Reggie Spears was also a Golden Apple Scholar while attending Illinois State University.
A music teacher at Bronzeville Classical Elementary School got the surprise of a lifetime Thursday morning when he thought he was walking into a union meeting but instead received a Golden Apple Award for excellence in teaching.
Reggie Spears has been teaching music for over a decade — the last three years at Bronzeville Classical Elementary School — but said he didn’t ever expect to win this award.
“I was just doing what I thought was best. It never even crossed my mind that this would be a possibility for me,” Spears said.
Annually, the Chicago-based Golden Apple Foundation honors educators from across the state for the positive and lasting effects they have on their students’ lives, and the impact they have on building stronger communities.
Spears is one of 10 teachers who received the award this year, which saw a record-breaking number — 700 — of nominations of pre-K through third grade teachers.
Golden Apple recipients each receive $5,000 and a spring sabbatical provided by Northwestern University.
This award is something Spears knows all too well. He was part of the Golden Apple Scholars — a teacher preparation and tuition assistance program — while he was an undergraduate student at Illinois State University nearly 15 years ago. But winning it wasn’t something he ever expected.
“When I got nominated several months ago, I was shocked. I still don’t know who nominated me for the award,” Spears said, still breathless from the surprise celebration. “I couldn’t believe that I was one of 32 finalists, and now here I am, a winner. I am still in shock.”
He may have been shocked, but school principal Nicole Spicer was not.
“Mr. Spears is an absolutely amazing teacher,” she said.
“When we knew we were opening remotely, he applied for a grant that gave music boxes for all the kids,” Spicer said. Spears secured the funding for a set of 30 boxes for each of his classes, allowing students to practice their instruments — guitars, recorders, triangles and even drums — from home.
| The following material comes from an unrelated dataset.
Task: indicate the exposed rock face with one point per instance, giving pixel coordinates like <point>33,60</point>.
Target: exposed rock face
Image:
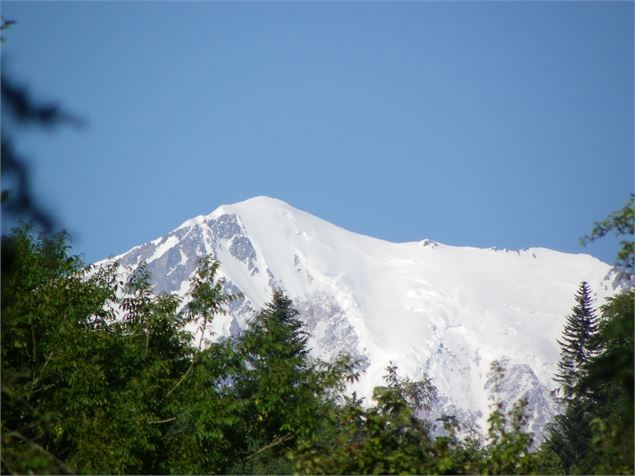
<point>431,309</point>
“The kids love him because from the time they are in kindergarten, he cultivates this love for music,” she said.
Golden Apple Foundation president Alan Mather called Spears an “amazing” teacher with a culturally responsive and engaging approach to teaching.
“His efforts to bring the community into the school [and vice versa] and his ability to say, ‘Students need to see their own experiences reflected in the music they do or performances they’re a part of,’ is key to help lift students up,” Mather said.
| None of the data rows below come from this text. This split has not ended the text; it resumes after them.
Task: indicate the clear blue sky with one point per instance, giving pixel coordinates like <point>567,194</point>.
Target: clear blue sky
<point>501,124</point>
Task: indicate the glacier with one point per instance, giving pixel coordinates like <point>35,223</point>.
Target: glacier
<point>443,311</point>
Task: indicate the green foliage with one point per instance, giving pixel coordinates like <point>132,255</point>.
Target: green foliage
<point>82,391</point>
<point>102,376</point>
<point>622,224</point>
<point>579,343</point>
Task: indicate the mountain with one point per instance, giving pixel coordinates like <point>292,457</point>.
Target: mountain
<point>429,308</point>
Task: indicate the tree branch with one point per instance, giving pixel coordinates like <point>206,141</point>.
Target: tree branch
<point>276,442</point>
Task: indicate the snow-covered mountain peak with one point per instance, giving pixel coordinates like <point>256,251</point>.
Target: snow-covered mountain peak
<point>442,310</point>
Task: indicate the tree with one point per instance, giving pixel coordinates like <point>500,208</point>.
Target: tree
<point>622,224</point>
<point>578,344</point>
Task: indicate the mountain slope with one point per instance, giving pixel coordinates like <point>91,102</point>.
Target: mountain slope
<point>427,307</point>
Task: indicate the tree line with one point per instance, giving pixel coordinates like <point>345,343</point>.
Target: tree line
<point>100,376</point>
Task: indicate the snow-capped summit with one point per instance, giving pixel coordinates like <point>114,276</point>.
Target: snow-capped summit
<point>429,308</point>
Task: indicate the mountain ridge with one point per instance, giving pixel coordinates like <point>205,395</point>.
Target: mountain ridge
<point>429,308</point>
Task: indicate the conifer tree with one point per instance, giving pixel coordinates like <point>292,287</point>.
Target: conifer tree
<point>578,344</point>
Spears said in his music class, students learn about more than just music.
“Music is so important because it encompasses all subjects,” he said. Students learn science when they discuss how instruments produce sound waves, and learn history when he teaches genre development and different styles of music.
“Bronzeville has a really rich musical history with the development of gospel music and its role in the development of jazz in Chicago,” he said. “We are very fortunate that we are a school that has students from all across the city coming here to learn, and giving them the understanding of the community that they are a part of is very important.”